Brillant auch seine Vernehmungsprotokolle, bei denen in jedem Absatz das Bayerische so plastisch durchscheint, dass der Leser - egal ob in Flensburg oder Ebersberg - meint, direkt dabei gewesen zu sein (ein köstlicher Exkurs behandelt den Unterschied zwischen "Hausnamen" - also dem traditionellen Namen der Sippe - zu dem, wie man sich schreibt oder wer man ist ...).
Alles jedoch immer harmonisch eingebunden in den übergeordneten Zusammenhang eines Plots, der bei aller Skurrilität immer logisch ist.

Mit seinem zweiten Roman ist dem gebürtigen Garmisch-Partenkirchner ein großartiger Coup gelungen: Er hat die Atmosphäre seines erfolgreichen Erstlings "Föhnlage" (der ihm eine Nominierung für den renommierten Glauser-Preis in der Sparte "Debüt" eingetragen hat) beibehalten und dennoch alles komplett anders gemacht.

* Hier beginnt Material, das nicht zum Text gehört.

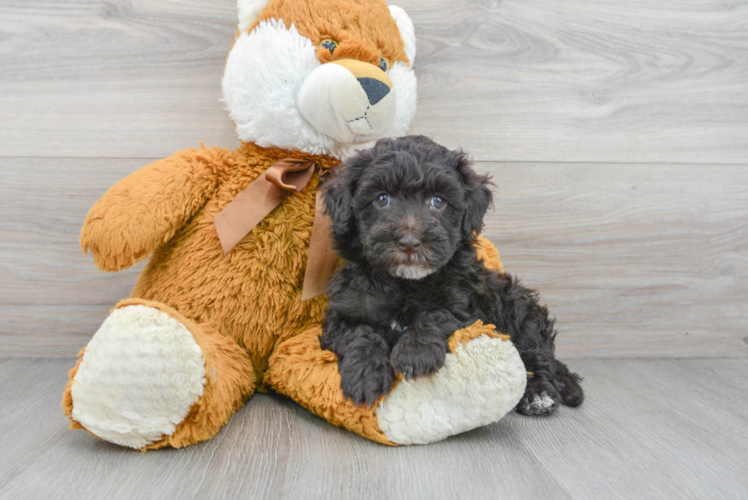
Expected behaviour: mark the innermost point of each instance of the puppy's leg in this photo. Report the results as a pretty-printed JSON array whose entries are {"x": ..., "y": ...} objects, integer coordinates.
[
  {"x": 532, "y": 331},
  {"x": 422, "y": 349},
  {"x": 363, "y": 362}
]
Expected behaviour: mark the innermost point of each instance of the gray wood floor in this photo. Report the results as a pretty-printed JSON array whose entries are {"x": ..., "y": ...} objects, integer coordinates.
[
  {"x": 649, "y": 429},
  {"x": 617, "y": 134}
]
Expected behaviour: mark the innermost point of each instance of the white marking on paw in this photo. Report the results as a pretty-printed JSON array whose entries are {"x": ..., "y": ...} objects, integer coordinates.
[
  {"x": 140, "y": 375},
  {"x": 539, "y": 404}
]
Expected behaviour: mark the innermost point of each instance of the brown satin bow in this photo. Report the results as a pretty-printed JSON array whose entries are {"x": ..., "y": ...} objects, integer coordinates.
[{"x": 253, "y": 204}]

Ironisch überhöhte Beobachtungen des ganz normalen touristischen Wahnsinns, ergänzt durch zahlreiche Anspielungen auf Klassiker des Genres nebst dem, was der gemeine Tatort-Zuschauer für Standard-Prozedere in der Ermittlungsarbeit hält und auch aktuelle Themen wurden nicht ausgespart: Vom harten Geschäft der internationalen Großevent-Organisation bis hin zu den nicht minder erbarmungslosen Firmen-Motivations-Adventure-Trainings.
Jeder der Protagonisten hat seine ganz eigene Sprache - wohl dem, der sie sich vom Autor selbst vortragen lassen kann (und zwar am allerbesten auf einer Bühne, ergänzt durch sein virtuoses und einfallsreiches Klavierspiel - dabei hilft ein Blick auf die Rubrik "Live erleben" dieser Website).
Vor allem aber: Jede noch so komplizierte inhaltliche Arabeske wird sauber aufgelöst und selbst dort, wo sich eine Pointe an die andere anschließt, bleibt der Roman immer das, als was er angetreten ist:
Ein blitzsauberer Kriminalroman, bei dem die Polizeiarbeit einen wesentlichen Teil des Inhalts darstellt.
Und ein fast vierhundert Seiten langer Beweis für das köstliche Bonmot - das Maurer dem Vorsitzenden des "Skiverbandes Oberbayern" in den Mund legt:
Bergsteigen ist nicht Halma!

Das einzige Problem an dieser Stelle:
Wie wird er nur jemals diese "Hochsaison" toppen können?
Man darf gespannt sein - aus wohl unterrichteten Kreisen ist zu hören, dass der Meister sich auf jeden Fall dieser Herausforderung stellen wird ...
Bis dahin geben wir die Hoffnung nicht auf, dass jeder Kurgast irgendwann zusammen mit seiner Kurkarte ein Exemplar des aktuellsten Jörg-Maurer-Alpenkrimis überreicht bekommt.